A mother’s dying wish was fulfilled, following a two-year battle to have her four-and-a-half-year-old daughter live with her sister in South Africa instead of returning to the UK with her father. The Supreme Court of Appeal (SCA) recently dismissed the father’s application for the return of the child in terms of The Hague Convention on the Civil Aspects of International Child Abduction with costs in the Heidi Nicole Koch N O and Another v The Ad hoc Central Authority for the Republic of South Africa and Another (188/2021) [2022] ZASCA 60 (26 April 2022) case.
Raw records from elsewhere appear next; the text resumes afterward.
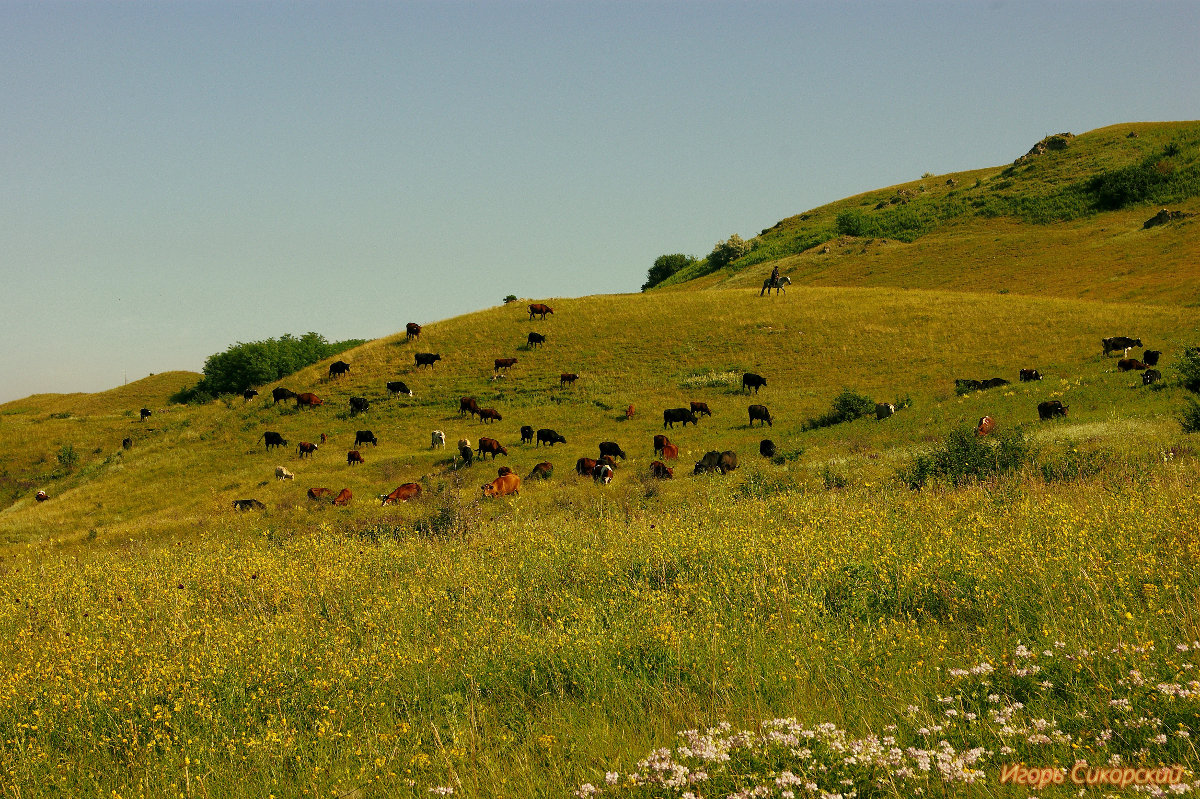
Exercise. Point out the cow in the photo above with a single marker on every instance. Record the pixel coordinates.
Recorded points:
(426, 359)
(1120, 342)
(273, 439)
(503, 486)
(613, 449)
(491, 446)
(1051, 408)
(402, 493)
(671, 415)
(761, 414)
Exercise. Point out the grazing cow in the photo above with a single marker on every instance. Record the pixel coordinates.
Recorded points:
(613, 449)
(671, 415)
(761, 414)
(402, 493)
(751, 380)
(491, 446)
(503, 486)
(1120, 342)
(273, 439)
(426, 359)
(1050, 409)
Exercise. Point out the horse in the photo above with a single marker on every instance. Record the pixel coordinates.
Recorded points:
(778, 284)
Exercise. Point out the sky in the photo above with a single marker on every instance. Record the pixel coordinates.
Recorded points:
(178, 176)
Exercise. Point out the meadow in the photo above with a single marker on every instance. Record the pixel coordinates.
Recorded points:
(160, 643)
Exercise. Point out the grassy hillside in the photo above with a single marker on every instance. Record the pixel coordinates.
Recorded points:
(1063, 223)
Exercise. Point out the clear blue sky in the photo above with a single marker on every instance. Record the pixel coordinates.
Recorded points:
(181, 175)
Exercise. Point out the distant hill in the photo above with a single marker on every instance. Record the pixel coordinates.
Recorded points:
(1065, 220)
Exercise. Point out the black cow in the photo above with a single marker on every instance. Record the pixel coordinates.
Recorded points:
(751, 380)
(273, 439)
(671, 415)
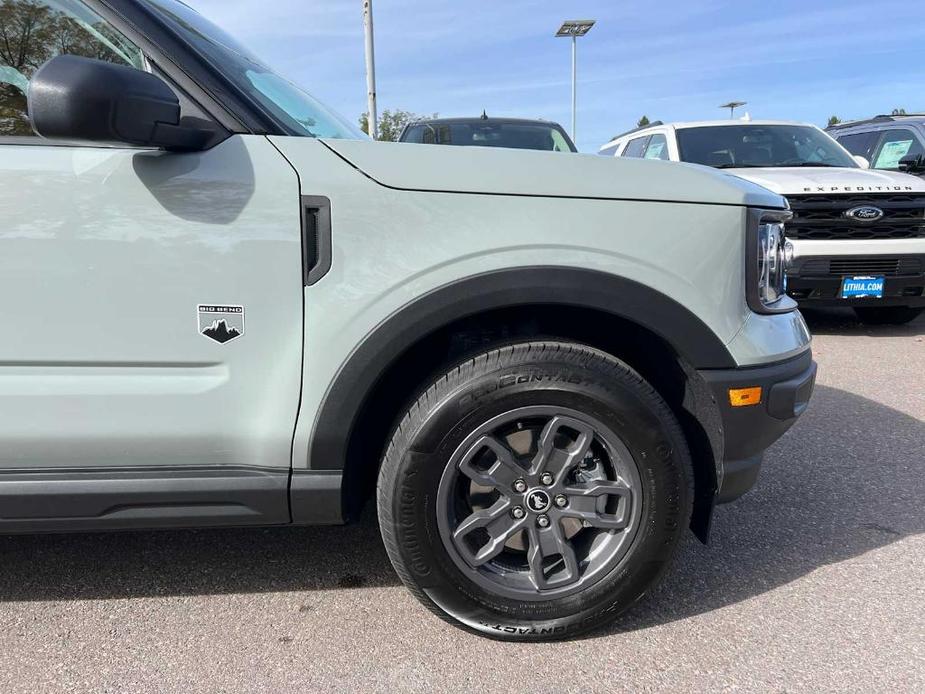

The Western Cape High Court had earlier rejected the defences advanced by the late mother and ordered the return of the child to the UK. The father approached the Central Authority for England and Wales and submitted a request for the return of the child from SA to the UK under the convention on the grounds that the child’s retention in SA by her mother without his consent was wrongful. After the child’s mother died in December 2020, the Western Cape High Court ordered the child be returned to the UK. However, the child’s aunt was also granted leave to appeal.

In his ruling, SCA Judge Dumisani Zondi acknowledged that the facts of the case were ‘complex and exceptional’. ‘The person who brought the child to this country in September 2019 when she was 26 months old is now deceased. It appears from the evidence that the mother has always been the child’s primary caregiver. The mother cared for and provided for the child while they were in the UK. Her father, due to various personal challenges he faced in life, was unable to provide for her,’ Zondi said. He ruled the evidence showed that the mother had been the toddler’s primary caregiver, the one who provided the child with a ‘predictable presence’ both in the UK and SA. ‘As the mother’s presence in the child’s day-to-day life diminished due to her illness, she transitioned into the appellant’s (aunt) care. The appellant became her primary carer, and she became attached to her.’

In conclusion, the high court was not obliged to order the return of the child to the UK as the mother had succeeded to establish that the return of the child to the UK would expose her to the risks of psychological harm or otherwise place her in an intolerable situation as contemplated in 26 article 13(b) of the Convention.